Again, all soul experiences, begotten from out the supreme mystery of Being, show us that our real life is not contained in our present normal consciousness, but in a vastly wider, grander plane, which, as yet, is but dimly sensed by the few.
Those who have bathed in "the light invisible" can bring glory to those in gloom. They visit, but no longer live in the day. Their glory is in the night, when they walk with the Immortals, and bear with them the golden lamps of life eternal. Those who have realized the powers within, powers which not only are the pillars of infinite harmony, but the mainspring of eternal life, have builded on a rock which no tempest can destroy.
"'Tis time
New hopes should animate the world,
New light should dawn from new revealings to a race
Weighed down so long."
CHAPTER VI
THE GHOST OF PRINCE CHARLIE
Scotland in the autumn of the pre-war days was a very gay place. The big country houses were filled with shooting parties, and for the Autumn Meetings, Ayr races, Perth races, and games, The Inverness Gathering, etc. The dates were so arranged that one could go the round, and thus dance through several weeks. I used to go regularly to Inverness, and afterwards visit friends in the surrounding neighborhood. One of the most delightful houses to visit was Tarbat, belonging to the Countess of Cromartie. Any one who has read her unique books must have come to the conclusion that Lady Cromartie is a mystic of no ordinary type, but only those who know her intimately are aware how predominating in her character is this inborn mysticism.

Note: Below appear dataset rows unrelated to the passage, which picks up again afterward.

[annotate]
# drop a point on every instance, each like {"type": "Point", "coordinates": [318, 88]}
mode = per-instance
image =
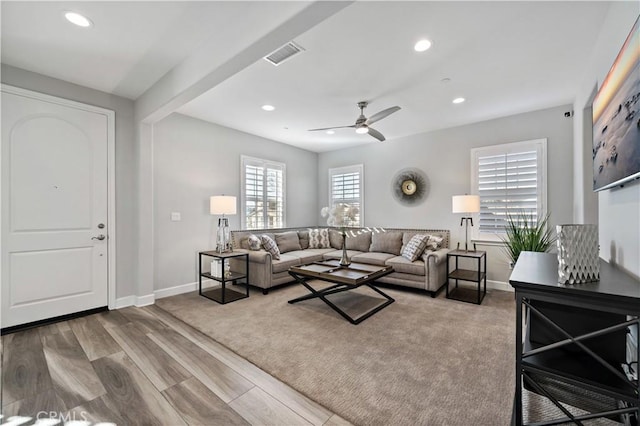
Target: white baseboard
{"type": "Point", "coordinates": [123, 302]}
{"type": "Point", "coordinates": [499, 285]}
{"type": "Point", "coordinates": [172, 291]}
{"type": "Point", "coordinates": [149, 299]}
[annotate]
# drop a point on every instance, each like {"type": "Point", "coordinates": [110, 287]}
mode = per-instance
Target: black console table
{"type": "Point", "coordinates": [573, 348]}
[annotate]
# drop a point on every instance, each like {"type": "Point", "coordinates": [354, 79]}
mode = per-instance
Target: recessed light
{"type": "Point", "coordinates": [77, 19]}
{"type": "Point", "coordinates": [422, 45]}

I first remember the two sisters, Lady Sibell and Lady Constance Mackenzie, hanging on to their father's arms as they walked about Folkestone. They were then tiny tots, and I was staying with their mother, the beautiful Lilian, daughter of Lord Macdonald of the Isles. Beautiful was the only word to describe Lord Cromartie's wife—and Lily seemed the most suitable name that could have been bestowed upon her. She was intensely musical and interested in ghosts. Born the daughter of a Highland chieftain she understood how to live the life of a great Scottish noblewoman. She was always very kind to me, and I used to stay with her very often.
In 1893 Lord Cromartie died, and his eldest daughter, Lady Sibell, became Countess of Cromartie in her own right—the title going in the female line. As a child the young Countess had been a great reader. I remember she used often to be missing, and found in some quiet room buried in a book. To this day she has the faculty of so absorbing herself in a book that no amount of talking and noise in the room penetrates her ears. Lady Constance was quite different, devoted to out-of-door life, and I shall never forget how adoring the old people on the properties were to her, and how she loved them. One sterling and unusual quality she had. I never heard her say an unkind word of any one.